Here at BMR we try to provide you, the reader, with as educational and entertaining a look at the NHL as possible. In preparation for the NHL Draft, today we continue with a feature entitled ‘The NHL Draft Keg Party’. The goal of this feature is to provide you with information about the prospects that you haven’t heard already. Hopefully, this will be a fun and entertaining endeavor. (Disclaimer)

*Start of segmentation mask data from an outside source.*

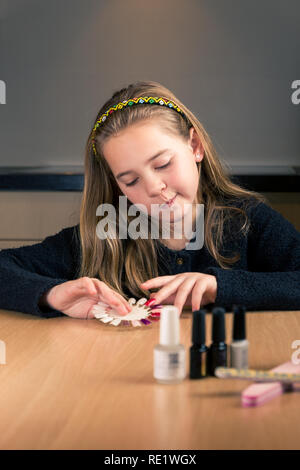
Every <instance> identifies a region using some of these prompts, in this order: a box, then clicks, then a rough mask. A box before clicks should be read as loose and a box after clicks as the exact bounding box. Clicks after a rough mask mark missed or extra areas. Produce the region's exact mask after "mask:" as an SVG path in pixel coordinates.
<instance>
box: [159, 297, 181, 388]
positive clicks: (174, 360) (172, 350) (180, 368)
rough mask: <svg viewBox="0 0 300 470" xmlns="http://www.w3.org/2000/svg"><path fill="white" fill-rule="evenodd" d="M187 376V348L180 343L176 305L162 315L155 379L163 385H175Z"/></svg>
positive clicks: (164, 311)
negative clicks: (159, 342)
mask: <svg viewBox="0 0 300 470" xmlns="http://www.w3.org/2000/svg"><path fill="white" fill-rule="evenodd" d="M185 375H186V372H185V348H184V346H183V345H182V344H180V343H179V311H178V308H177V307H175V306H174V305H166V306H164V307H163V308H162V310H161V315H160V344H157V345H156V346H155V348H154V378H155V379H156V380H157V382H158V383H161V384H175V383H179V382H181V381H182V380H183V379H184V378H185Z"/></svg>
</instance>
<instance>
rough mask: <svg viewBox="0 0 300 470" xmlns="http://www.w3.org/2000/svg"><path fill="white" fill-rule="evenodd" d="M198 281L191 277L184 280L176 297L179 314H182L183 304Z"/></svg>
mask: <svg viewBox="0 0 300 470" xmlns="http://www.w3.org/2000/svg"><path fill="white" fill-rule="evenodd" d="M195 283H196V279H195V278H191V279H186V280H185V281H184V282H182V284H181V286H180V287H179V289H178V291H177V294H176V298H175V301H174V305H175V307H177V308H178V310H179V314H181V312H182V309H183V306H184V304H185V302H186V300H187V298H188V295H189V293H190V292H191V290H192V289H193V287H194V285H195Z"/></svg>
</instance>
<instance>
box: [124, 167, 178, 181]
mask: <svg viewBox="0 0 300 470" xmlns="http://www.w3.org/2000/svg"><path fill="white" fill-rule="evenodd" d="M169 165H170V162H168V163H166V164H165V165H163V166H159V167H158V168H155V169H156V170H162V169H163V168H167V166H169ZM136 182H137V178H136V179H135V180H133V181H132V182H131V183H128V184H125V186H134V185H135V183H136Z"/></svg>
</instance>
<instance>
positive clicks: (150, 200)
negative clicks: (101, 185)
mask: <svg viewBox="0 0 300 470" xmlns="http://www.w3.org/2000/svg"><path fill="white" fill-rule="evenodd" d="M103 154H104V157H105V159H106V161H107V163H108V164H109V166H110V168H111V171H112V173H113V175H114V177H115V179H116V182H117V184H118V186H119V188H120V190H121V191H122V193H123V194H124V195H125V196H126V197H127V198H128V199H129V200H130V201H131V202H132V203H133V204H144V205H145V207H146V208H147V211H148V214H149V215H150V214H151V205H152V204H159V205H160V204H164V203H166V202H167V201H170V200H171V199H172V198H174V197H175V196H176V198H175V200H174V202H173V204H172V205H171V206H170V208H172V210H171V212H170V221H171V222H172V221H173V222H174V221H175V220H176V207H177V211H178V214H179V213H180V211H179V209H180V210H181V211H182V212H181V216H182V215H183V214H184V213H186V211H184V204H193V203H195V202H196V193H197V189H198V184H199V173H198V168H197V162H200V161H201V160H202V158H203V155H204V151H203V147H202V145H201V142H200V140H199V138H198V136H197V134H196V132H195V130H194V129H193V128H191V130H190V139H189V141H188V142H185V141H184V140H183V139H182V138H180V137H177V136H175V135H172V134H170V133H167V132H166V131H164V130H163V128H161V127H160V126H159V124H156V123H153V122H151V121H144V122H142V123H139V124H134V125H132V126H131V127H129V128H127V129H125V130H124V131H122V132H120V133H119V134H118V135H117V136H114V137H111V138H110V139H108V141H107V142H105V144H104V146H103Z"/></svg>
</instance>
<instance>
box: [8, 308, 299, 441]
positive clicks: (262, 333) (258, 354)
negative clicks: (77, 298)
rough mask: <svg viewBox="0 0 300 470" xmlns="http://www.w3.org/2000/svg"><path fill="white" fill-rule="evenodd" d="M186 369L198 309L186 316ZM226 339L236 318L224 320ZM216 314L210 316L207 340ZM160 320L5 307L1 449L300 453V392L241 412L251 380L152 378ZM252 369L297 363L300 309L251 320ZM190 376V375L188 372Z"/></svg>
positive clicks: (277, 398)
mask: <svg viewBox="0 0 300 470" xmlns="http://www.w3.org/2000/svg"><path fill="white" fill-rule="evenodd" d="M180 325H181V342H182V343H183V344H184V345H185V346H186V348H187V349H186V352H187V367H188V364H189V350H188V348H189V347H190V337H191V313H190V312H184V313H183V314H182V317H181V320H180ZM226 330H227V343H228V344H229V343H230V341H231V331H232V314H231V313H227V314H226ZM210 334H211V315H210V314H208V315H207V343H208V344H209V343H210V338H211V336H210ZM158 335H159V322H156V323H153V324H152V325H151V326H144V327H142V328H128V327H112V326H109V325H105V324H103V323H101V322H98V321H97V320H94V319H93V320H77V319H72V318H69V317H59V318H53V319H43V318H37V317H34V316H31V315H26V314H22V313H18V312H9V311H3V310H1V311H0V339H1V340H2V341H4V342H5V345H6V364H3V365H0V383H1V386H0V410H1V417H0V449H114V450H117V449H120V450H121V449H146V450H147V449H154V450H155V449H156V450H157V449H160V450H166V449H173V450H174V449H182V450H183V449H299V448H300V438H299V436H300V394H299V393H295V392H294V393H289V394H288V393H286V394H284V395H282V396H280V397H277V398H275V399H273V400H272V401H270V402H269V403H266V404H265V405H263V406H261V407H258V408H242V406H241V395H240V394H241V391H242V390H243V389H244V388H245V387H246V386H247V385H249V382H246V381H241V380H221V379H217V378H213V377H211V378H206V379H204V380H196V381H192V380H189V379H188V378H187V379H186V380H184V381H183V382H182V383H180V384H177V385H161V384H157V383H156V382H155V381H154V379H153V348H154V346H155V344H156V343H157V342H158ZM247 337H248V339H249V341H250V351H249V366H250V367H251V368H259V369H271V368H273V367H275V366H277V365H279V364H281V363H283V362H286V361H289V360H291V355H292V353H293V352H294V350H293V349H292V348H291V344H292V342H293V341H294V340H297V339H298V340H300V311H298V312H291V311H289V312H266V313H263V312H257V313H255V312H254V313H253V312H251V313H248V315H247ZM187 370H188V369H187Z"/></svg>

No, we didn’t paste a picture of Kane over James Van Riemsdyk. Kane loves the Miller Lite girls too. Who doesn’t? |
Prospect Profile: Patrick Kane
Birthdate: November 19, 1988
Position: Right Wing
Height/Weight: 5’10” / 160lb
Shoots: Left
Current Team: London (OHL)
ISS Ranking: #1 overall
CSB Ranking: #2 North America
[NHL Connect Profile] [Hockey’s Future Profile]
Nickname: Kaner
Jersey Number: He wears 88, for his birth year. Not for Eric Lindros, thank goodness.
Favorite TV Show: Prison Break
Favorite Movie: Wedding Crashers
Favorite Actor: Will Ferrell
Favorite NHL Team: Buffalo Sabres
Most Memorable NHL Moment: Take a deep breath Sabres fans. You know what’s coming. Kane’s most memorable moment is Brett Hull’s foot-in-the-crease spectacular during Game six of the 1999 finals.
BMR Scouting Report
Today, we preview the handsome young man that you see above, who is arm in arm with some beautiful Miller Lite girls. For all you grandmas reading out there, please, don’t try and pinch his cute little cheeks. It’s the internet.

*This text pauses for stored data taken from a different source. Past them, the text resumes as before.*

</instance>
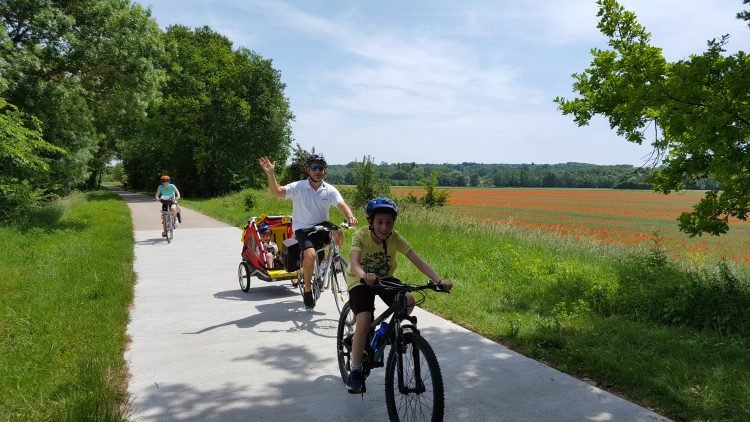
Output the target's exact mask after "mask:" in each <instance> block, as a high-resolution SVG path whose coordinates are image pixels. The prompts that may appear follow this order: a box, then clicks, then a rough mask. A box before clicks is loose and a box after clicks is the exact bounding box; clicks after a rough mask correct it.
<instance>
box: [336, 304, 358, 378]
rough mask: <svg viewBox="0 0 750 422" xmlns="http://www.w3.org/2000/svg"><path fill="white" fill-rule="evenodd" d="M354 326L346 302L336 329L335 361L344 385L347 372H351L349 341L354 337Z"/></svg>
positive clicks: (351, 346) (354, 323)
mask: <svg viewBox="0 0 750 422" xmlns="http://www.w3.org/2000/svg"><path fill="white" fill-rule="evenodd" d="M354 324H355V321H354V312H352V308H351V307H350V306H349V302H346V303H345V304H344V306H343V307H342V309H341V313H340V314H339V325H338V328H337V329H336V359H337V361H338V364H339V372H341V380H342V381H343V382H344V384H346V379H347V378H348V377H349V371H350V370H351V357H352V344H351V339H352V336H353V335H354ZM347 337H348V340H347Z"/></svg>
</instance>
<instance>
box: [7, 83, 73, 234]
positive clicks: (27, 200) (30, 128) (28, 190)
mask: <svg viewBox="0 0 750 422" xmlns="http://www.w3.org/2000/svg"><path fill="white" fill-rule="evenodd" d="M64 154H65V151H64V150H63V149H61V148H58V147H55V146H54V145H51V144H49V143H48V142H46V141H44V139H42V133H41V123H40V122H39V120H38V119H35V118H28V117H27V116H25V115H24V114H23V113H21V112H19V111H18V109H17V108H16V107H15V106H14V105H12V104H8V103H7V102H6V101H5V100H4V99H3V98H0V222H4V221H7V220H10V219H13V218H16V217H18V216H19V214H20V213H21V212H22V211H23V210H24V209H25V208H26V207H28V206H33V205H36V204H37V203H39V202H41V201H42V200H44V199H45V198H46V195H47V192H46V190H45V189H44V185H43V183H42V181H43V180H44V177H45V176H46V175H47V173H48V172H49V163H50V161H51V160H52V159H53V158H60V157H63V156H64Z"/></svg>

Speaking of grandparents, Kane is an old man compared to the many of the players in this year’s draft. Born in November 1988, he is nearly a year older than many of the other players in this year’s draft. Watch out, though. Grandpa Kane can skate with the best of them. The knock on him coming into the season was his age as compared to the other prospects, but an outstanding season in the OHL (62-83-145) silenced those critics.
Many scouts believe that Chicago would be pretty dumb to not take Kane with the first overall selection, and I concur. With all do respect to the prospects that have already been profiled on this blog, Kane possesses the best off the ice assets out of any of them. There’s no sign that he has any affection for John Mayer or Jack Johnson (hopefully, he’s into Slayer, or some other ridiculous band that literally kicks ass), and he likes Prison Break (no sign of the OC either), Wedding Crashers and Will Ferrell. That’s what I’m talking about! A guy who likes Ferrell and is probably tough as nails just from watching Prison Break? Say no more. He’s my #1 pick, hands down.
And no, I didn’t just copy and paste pictures of Kane over James Van Riemsdyk. It just so happens that they are both down with Snoop Dizzle and the Miller Lite girls. Fuckin’ A, boys. Fuckin’ A.